This past week we had the EARTH RANGERS come into my school to present to all the grade 1-6 classes.
The program began with a full school assembly featuring live Animal Ambassadors demonstrating their amazing natural behaviours. The assembly focused on natural science and the challenges facing Canadian biodiversity today. With the presenters telling the stories of four unique Canadian species, the program inspired students to want to learn more about animals and their habitats and work to help protect biodiversity.
The presentation was really exciting as we got to meet Fantom the Pine snake, Blue the peregrine falcon, as well as an adorable martin and a songbird. The animals really kept the students captivated. The entire school learned a lot during the hour long assembly, including the fact that I cannot play Pictionary to save my life. What I was thinking when they asked for a "brave" teacher volunteer I don't know. I think I just really hoped I would get to be up close to the animals. NOPE! I had to "draw" the words "migration" and "burrow" on an ipad and hope the students in the audience would guess what I had drawn. They didn't do too bad a job, considering EVERYONE knows that Ms. McKay does NOT draw!
In the afternoon, my class was lucky to receive an "in-class" presentation (which still happened in the gym as the presenters do not want to disturb the animals by moving them around a lot). The program is designed in collaboration with leading institutions including the Toronto Zoo, Royal Ontario Museum (ROM) and Vancouver Aquarium. These visits are a follow-up to the school assembly program and delve deeper into specific subjects like invasive species, captive breeding programs and water conservation. My class of grade sixes assembled in the gym for a great presentation on bats and how they help preserve biodiversity.
The students each got to make their own bat! The presenters took the class step by through the paper folding process and then had the students draw on the skeletons. The connections they made to flight and adaptations were excellent!
I have to admit that I was really impressed with how the presenters took a topic that could be hard to teach in an engaging and meaningful way, and made it fun and educational. I LOVE when the students can learn by doing. Although they didn't actually get to see a real, live bat they did get to make one and connect to it's physical adaptations by examining the bone structure and discussing how it has evolved to be the type of mammal it is. This was an exellent connection to the unit we are studying right now on Biodiveristy. I had been trying to come up with an interesting and hands-on way to teach some of the concepts in this unit. These presenters inspired me to think more creatively than I had been about this topic. It was great! I was reminded why I had returned to the classroom in the first place, student engagement and learning are something I am very passionate about. I am going into my twenty-third year as an educator, and I was almost giddy to realize how excited I could be learning a new technique to use with students! I needed to feel this excitement again. Do you know what I mean? It has been a long year, a tough year for many of us in education in Ontario. I was almost relieved to feel so excited about something new!

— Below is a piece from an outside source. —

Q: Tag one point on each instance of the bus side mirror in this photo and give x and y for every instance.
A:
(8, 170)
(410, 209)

This was heady stuff for a teacher with only a handful of years of experience. The stars aligned the year I won the award and the wonderful person who had been the program leader for science in my board retired after a long tenure in his position. I had just completed my three part specialist in Science and Technology in the Primary and Junior division and received the award. The timing was good I have to admit. It didn't hurt that there were not many female role models in elementary science at that point either. I applied for the newly opened position, interviewed, and was thrilled when they promoted me. Little did I know that I spend more than a decade teaching adults and creating curriculum materials and hands on kits. I just knew I was PASSIONATE about teaching science in a hands-on way.
Eventually my time in the instruction department came to an end. I really missed interacting with students. I wanted to actually DO the things I was teaching other teachers to do in their classrooms. Again, fate came knocking and a position teaching gifted students opened up at my former school. I jumped (almost literally) at the chance, packed up my office and headed back into classroom teaching. I have been teaching grade 6 gifted for over six years now. I brought my love of hands-on science with me. I love to teach my students to question, to explore and to make connections with the world around them. The presentation this week from the Earth Ranger's really revitalized that feeling I had when I first came into teaching, make it fun, make it engaging, make it hands-on AND minds-on. This will make it stick!